15 Article Evolving treatment strategies in thin cutaneous head and neck melanoma: 1 institution's experience. 2011

Jaber, James J / Clark, Joseph I / Muzaffar, Kamil / Ruggiero, Francis P / Feustel, Paul J / Frett, Michael J / Zender, Chad A. ·Department of Otolaryngology-Head and Neck Surgery, Loyola University Medical Center, Maywood, Illinois, USA. ·Head Neck · Pubmed #20848424.

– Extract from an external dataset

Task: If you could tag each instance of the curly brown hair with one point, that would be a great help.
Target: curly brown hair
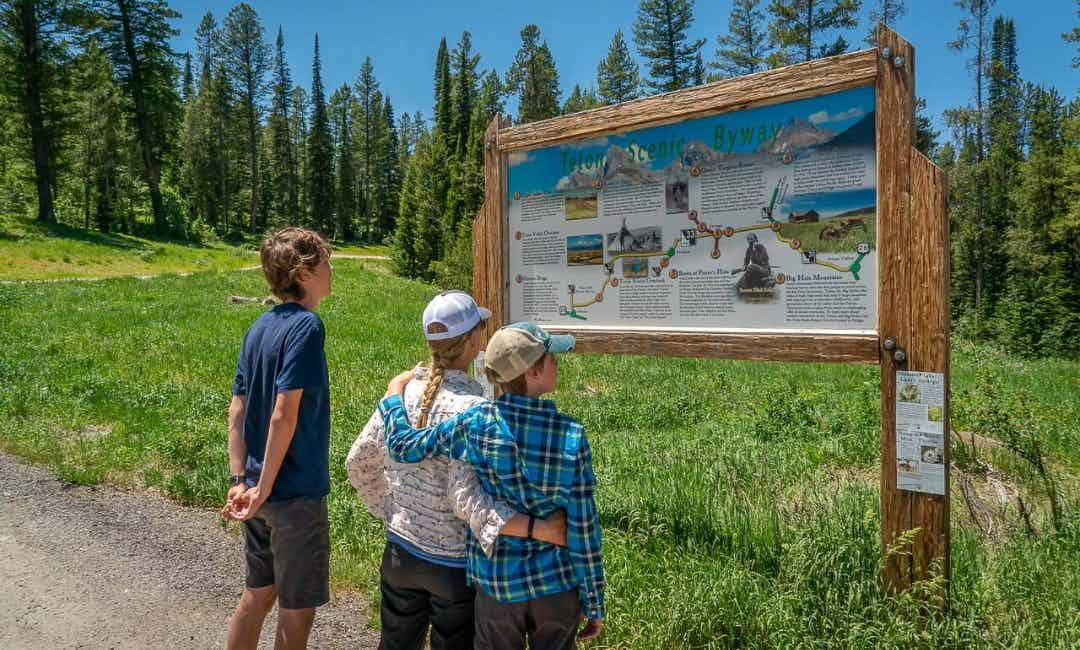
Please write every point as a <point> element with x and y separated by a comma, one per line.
<point>287,252</point>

ABSTRACT: BACKGROUND: Although existing melanoma literature provides recommendations for thinner lesions (≤1 mm) within a heterogeneous population, a focus on the head and neck group is less pervasive. METHODS: The records of 49 node-negative individuals with thin head and neck melanoma that underwent surgical intervention ± sentinel lymph node (SLN) biopsy were reviewed. RESULTS: A significant increased Breslow thickness and mitotic rate, and a trend toward significance in Clark level ≥ IV were shown in patients that underwent an SLN biopsy versus those that did not. The total number of positive biopsies was 2 (5%). In our subset analysis using the modified American Joint Committee on Cancer recommendations by Wong and colleagues, the incidence of positive SLN biopsy would have increased to 11%. CONCLUSION: We advocate performing an SLN biopsy in thin head and neck melanomas for primary tumors > 0.75 mm, regardless of "high-risk" features as described by Wong and colleagues.